Uchisaiwaichō (内幸町) is a district of Chiyoda, Tokyo, at the south-east corner of the ward bordering with Chūō and Minato.
Uchisaiwaichō Station on the Toei Mita Line is located in the area. Parts of the Hibiya Station and Shimbashi Station are also located in the neighborhood.

==History==
In the late Edo period, the present-day Uchiwaisaichō area was a part of the Hibiya area. Many daimyōs mansions were located in the area, which was within the outer moat of Edo Castle.

After the Meiji Restoration, it was known for a time as Uchiyamashita-cho before the name "Uchisaiwaichō" was adopted after its location between Saiwaibashi Bridge (幸橋, Saiwaibashi) on the Outer Moat and Saiwai Gate (幸御門, Saiwai-gomon).

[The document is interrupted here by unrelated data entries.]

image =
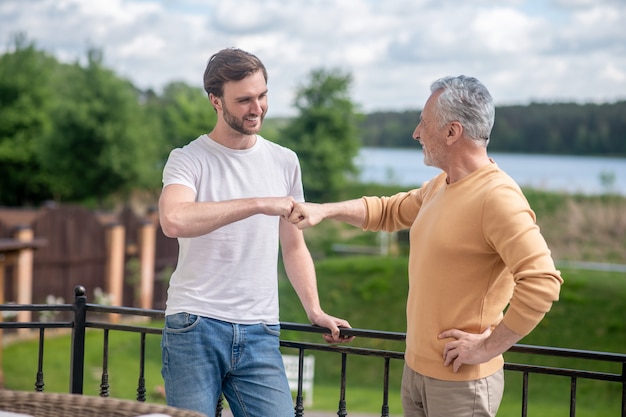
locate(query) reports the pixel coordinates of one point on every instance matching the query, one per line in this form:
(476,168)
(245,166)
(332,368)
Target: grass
(370,292)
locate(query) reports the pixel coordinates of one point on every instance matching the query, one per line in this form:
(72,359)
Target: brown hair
(230,64)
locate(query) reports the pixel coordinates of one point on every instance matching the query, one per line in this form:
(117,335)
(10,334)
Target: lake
(571,174)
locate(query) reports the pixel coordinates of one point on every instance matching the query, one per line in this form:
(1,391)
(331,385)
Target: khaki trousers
(428,397)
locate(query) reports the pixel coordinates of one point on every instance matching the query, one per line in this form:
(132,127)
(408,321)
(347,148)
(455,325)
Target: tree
(186,113)
(102,142)
(26,98)
(324,134)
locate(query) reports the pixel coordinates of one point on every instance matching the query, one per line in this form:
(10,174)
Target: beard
(237,124)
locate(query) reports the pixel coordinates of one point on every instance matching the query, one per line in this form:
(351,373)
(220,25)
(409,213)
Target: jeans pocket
(181,322)
(272,329)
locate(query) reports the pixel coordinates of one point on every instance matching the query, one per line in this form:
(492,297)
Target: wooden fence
(125,255)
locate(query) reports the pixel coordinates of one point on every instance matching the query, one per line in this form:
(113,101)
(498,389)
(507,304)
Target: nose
(416,133)
(258,106)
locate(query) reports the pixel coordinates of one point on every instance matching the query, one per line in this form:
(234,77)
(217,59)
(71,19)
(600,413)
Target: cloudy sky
(523,50)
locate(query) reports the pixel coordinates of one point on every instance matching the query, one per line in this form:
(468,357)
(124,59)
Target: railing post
(77,360)
(623,389)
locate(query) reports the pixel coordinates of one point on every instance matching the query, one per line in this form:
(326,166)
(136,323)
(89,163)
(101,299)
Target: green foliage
(26,98)
(371,292)
(185,113)
(556,128)
(100,143)
(324,134)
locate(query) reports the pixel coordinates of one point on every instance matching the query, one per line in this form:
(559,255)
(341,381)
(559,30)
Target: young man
(474,249)
(226,197)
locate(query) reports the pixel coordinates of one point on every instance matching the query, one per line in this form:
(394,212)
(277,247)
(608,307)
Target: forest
(80,133)
(549,128)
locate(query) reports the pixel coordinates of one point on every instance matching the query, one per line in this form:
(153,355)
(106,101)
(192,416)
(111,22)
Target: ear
(216,102)
(454,133)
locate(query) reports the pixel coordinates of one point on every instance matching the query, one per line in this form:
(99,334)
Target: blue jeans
(203,358)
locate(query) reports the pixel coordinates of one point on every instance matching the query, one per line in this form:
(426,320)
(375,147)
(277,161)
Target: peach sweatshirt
(475,248)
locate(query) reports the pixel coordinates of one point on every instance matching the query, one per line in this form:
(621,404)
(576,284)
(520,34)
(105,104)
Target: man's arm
(309,214)
(473,349)
(301,273)
(181,216)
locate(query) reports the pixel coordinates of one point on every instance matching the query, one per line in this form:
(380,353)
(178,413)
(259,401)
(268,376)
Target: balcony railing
(81,316)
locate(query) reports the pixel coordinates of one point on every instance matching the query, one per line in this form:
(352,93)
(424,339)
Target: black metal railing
(81,313)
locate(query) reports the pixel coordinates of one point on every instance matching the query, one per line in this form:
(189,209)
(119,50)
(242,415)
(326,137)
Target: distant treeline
(559,128)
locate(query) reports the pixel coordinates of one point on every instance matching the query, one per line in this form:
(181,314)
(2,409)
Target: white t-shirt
(231,273)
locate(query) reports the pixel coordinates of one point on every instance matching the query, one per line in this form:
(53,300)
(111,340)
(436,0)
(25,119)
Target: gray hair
(466,100)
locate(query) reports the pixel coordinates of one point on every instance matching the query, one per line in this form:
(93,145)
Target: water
(571,174)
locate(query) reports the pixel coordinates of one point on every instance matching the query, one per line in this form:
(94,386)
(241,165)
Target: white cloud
(522,49)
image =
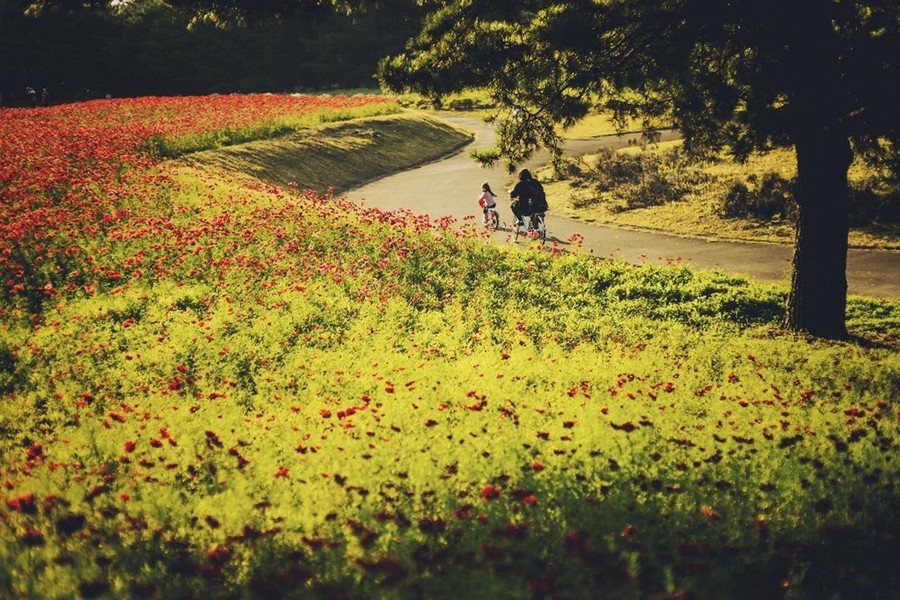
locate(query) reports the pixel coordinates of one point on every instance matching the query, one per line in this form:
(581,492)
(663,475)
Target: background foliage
(154,47)
(208,392)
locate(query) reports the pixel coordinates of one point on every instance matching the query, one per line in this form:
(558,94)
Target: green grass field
(262,393)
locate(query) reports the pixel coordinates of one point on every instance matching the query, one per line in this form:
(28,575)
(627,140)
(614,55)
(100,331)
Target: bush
(773,196)
(636,181)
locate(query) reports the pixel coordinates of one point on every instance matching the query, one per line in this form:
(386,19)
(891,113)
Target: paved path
(450,187)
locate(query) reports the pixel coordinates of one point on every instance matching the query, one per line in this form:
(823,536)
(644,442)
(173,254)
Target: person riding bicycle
(486,202)
(528,198)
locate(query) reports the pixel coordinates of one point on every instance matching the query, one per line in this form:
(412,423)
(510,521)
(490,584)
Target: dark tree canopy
(738,74)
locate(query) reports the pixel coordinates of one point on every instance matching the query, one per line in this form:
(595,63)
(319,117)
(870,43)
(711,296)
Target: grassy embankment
(342,155)
(258,393)
(675,196)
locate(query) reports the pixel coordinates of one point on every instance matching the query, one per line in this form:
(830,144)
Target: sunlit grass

The Tokyo National Museum was originally located in the area.

==Businesses ==

- Amundi Japan
- China Airlines
- Ernst & Young ShinNihon LLC
- Fukoku Mutual Life Insurance
- Imperial Hotel
- JFE Steel
- Kroll Inc.
- Mizuho Bank
- NTT Communications
- Shinsei Bank
- Tokyo Electric Power Company (TEPCO)

Before Yamato Life declared bankruptcy, its headquarters was in Uchisaiwaichō.

==Education==
Chiyoda Board of Education operates public elementary and junior high schools. Chiyoda Elementary School (千代田小学校) is the zoned elementary school for Uchisaiwaichō 1-2 chōme. There is a freedom of choice system for junior high schools in Chiyoda Ward, and so there are no specific junior high school zones.